Honey, I Blew Up an Eggplant

Eggplant or Aubergine come in many varieties and are grown all over the world. Among the types cultivated are Fairy Tale, Kermit, Lavender Frog Egg, Black Beauty, Galine (these last two are what we expect to see in the average U.S. local grocery), Turkish Orange, Barbarella, Snowy, Dancer, Israeli, Millionaire, Orient Charm, Thai White Ribbed, Thai Purple, and Filipino.

I have tried perhaps half a dozen. Baba ganoush is a staple snack for me as well as a number of other preparations. I have fried it, sauteed it, steamed it, baked it, and charred it on the stove top or the grill.

I live in Southern CA and with many ethnic markets to choose from I am lucky to find a plethora of veg from all over the world. On a recent shopping excursion, I noticed a long, slender, light green to pale lavender fruit labeled Filipino eggplant and into my basket it went.

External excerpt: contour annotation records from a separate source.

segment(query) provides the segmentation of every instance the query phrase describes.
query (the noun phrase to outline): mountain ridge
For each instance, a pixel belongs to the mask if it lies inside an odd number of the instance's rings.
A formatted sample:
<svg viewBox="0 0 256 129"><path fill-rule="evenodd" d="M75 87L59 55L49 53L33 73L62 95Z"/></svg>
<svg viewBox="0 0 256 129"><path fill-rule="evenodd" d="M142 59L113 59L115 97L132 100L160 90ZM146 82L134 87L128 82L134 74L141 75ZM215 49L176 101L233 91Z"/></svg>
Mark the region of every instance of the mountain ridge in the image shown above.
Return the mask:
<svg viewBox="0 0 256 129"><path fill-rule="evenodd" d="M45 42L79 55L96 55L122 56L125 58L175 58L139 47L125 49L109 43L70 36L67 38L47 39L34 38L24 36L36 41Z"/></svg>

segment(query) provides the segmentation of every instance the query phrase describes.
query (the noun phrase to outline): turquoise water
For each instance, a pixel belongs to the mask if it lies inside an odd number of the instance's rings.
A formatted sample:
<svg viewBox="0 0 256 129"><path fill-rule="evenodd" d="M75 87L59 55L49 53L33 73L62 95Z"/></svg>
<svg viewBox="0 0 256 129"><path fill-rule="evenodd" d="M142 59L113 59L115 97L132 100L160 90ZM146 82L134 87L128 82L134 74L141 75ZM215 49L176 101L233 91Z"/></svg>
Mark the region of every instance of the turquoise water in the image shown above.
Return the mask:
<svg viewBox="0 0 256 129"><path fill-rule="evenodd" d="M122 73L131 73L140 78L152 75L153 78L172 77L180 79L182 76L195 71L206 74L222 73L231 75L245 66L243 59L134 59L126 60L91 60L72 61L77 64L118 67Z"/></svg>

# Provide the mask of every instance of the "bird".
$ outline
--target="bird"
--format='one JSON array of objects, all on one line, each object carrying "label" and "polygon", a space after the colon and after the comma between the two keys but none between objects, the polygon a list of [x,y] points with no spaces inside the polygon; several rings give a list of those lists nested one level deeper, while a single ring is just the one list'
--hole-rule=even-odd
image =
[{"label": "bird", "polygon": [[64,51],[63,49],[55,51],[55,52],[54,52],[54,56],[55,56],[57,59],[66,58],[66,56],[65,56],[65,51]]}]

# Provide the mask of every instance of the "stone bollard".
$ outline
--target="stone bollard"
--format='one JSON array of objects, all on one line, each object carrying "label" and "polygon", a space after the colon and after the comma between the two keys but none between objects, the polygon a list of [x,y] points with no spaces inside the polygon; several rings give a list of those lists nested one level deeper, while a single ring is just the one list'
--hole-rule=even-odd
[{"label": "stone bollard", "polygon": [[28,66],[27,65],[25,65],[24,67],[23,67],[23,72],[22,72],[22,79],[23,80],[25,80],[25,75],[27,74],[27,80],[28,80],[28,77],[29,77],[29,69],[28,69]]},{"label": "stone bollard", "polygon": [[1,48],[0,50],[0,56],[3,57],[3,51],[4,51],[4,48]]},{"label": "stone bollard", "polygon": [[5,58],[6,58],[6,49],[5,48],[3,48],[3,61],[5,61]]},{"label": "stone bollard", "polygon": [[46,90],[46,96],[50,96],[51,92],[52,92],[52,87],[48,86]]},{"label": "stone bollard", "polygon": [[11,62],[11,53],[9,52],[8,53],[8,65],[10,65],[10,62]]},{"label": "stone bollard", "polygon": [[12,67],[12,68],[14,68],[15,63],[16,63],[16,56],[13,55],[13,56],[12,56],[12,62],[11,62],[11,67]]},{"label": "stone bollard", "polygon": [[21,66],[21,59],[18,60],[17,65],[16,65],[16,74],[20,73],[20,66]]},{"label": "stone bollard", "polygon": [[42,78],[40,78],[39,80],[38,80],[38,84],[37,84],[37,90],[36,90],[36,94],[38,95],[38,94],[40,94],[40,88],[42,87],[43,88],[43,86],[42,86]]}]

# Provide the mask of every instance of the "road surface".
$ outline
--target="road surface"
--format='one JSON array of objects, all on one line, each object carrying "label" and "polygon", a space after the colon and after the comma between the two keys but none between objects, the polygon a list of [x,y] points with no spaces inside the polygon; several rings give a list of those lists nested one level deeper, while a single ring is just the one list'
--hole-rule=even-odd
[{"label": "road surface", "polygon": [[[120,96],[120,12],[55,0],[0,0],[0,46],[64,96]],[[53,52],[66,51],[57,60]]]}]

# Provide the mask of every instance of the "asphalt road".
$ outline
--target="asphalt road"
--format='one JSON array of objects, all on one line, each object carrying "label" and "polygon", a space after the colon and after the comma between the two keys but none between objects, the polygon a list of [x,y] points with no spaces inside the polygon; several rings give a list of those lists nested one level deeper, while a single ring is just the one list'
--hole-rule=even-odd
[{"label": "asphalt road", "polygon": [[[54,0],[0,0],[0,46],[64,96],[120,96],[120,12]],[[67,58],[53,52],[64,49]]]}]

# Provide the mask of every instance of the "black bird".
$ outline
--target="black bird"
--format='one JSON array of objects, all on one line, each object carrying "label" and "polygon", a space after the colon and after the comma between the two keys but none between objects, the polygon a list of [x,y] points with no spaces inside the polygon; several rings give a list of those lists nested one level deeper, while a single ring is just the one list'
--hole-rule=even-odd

I was thinking baba ganoush but I was wrong.

When I got home, a Filipino friend was visiting and he told me it was a common vegetable from his youth. He told me he often prepares it simply as a saute with garlic and soy sauce. I quizzed the Google and the first six of eight listings were for Tortang Talong or Eggplant Omelet. Now to be clear, the search term was not Filipino Eggplant recipe, but simply Filipino Eggplant. My friend told me that it was also a very typical dish his mother often made.

Various recipes called for either roasting the eggplant over the open fire of the stove or a grill, roasting in the oven or even simple boiling. Each method calls for making holes in the skin with a knife or fork, I chose to ignore this detail since my typical fire roasting of eggplant for baba ganoush has taught me that keeping the moisture inside the fruit steams it faster than letting the steam escape.

After cooking and peeling the eggplant, it is mashed and separated with a fork to a flat slightly separated state with the stem end left whole to hold it together. It is then fried with scrambled egg and seasoned meat of some kind as a pancake style omelet.

The semi finals of American’s Got Talent was on so I decided to just pop it in the toaster oven on convection at 400° and avoid the tedious task of standing over a charring, smoking, blackening mess and the added work of pealing the scorched skin in small pieces which always stick to my fingers. I put the eggplant into the toaster oven and came back to turn it after 15 minutes. It was directly on the rack of the hot box. When I turned it, the fruit was only slightly softened and I though that it might take another ten minutes or so to fully cook through.

Twenty minute or so after the turn, I heard a surprisingly loud noise from the kitchen and realizing the oven was still on, and opened the door to a messy surprise. The skin had burst and splattered cooked eggplant all over the inside of the toaster oven. It looked pretty mangled, but surprisingly, yielded most of the flesh due to it’s stringy consistency. The remaining skin was like parchment and was actually very easy to remove. The resulting omelet however was quite tasty.

I still have not cleaned the oven and I had to wait for a week to see who had been eliminated from the show.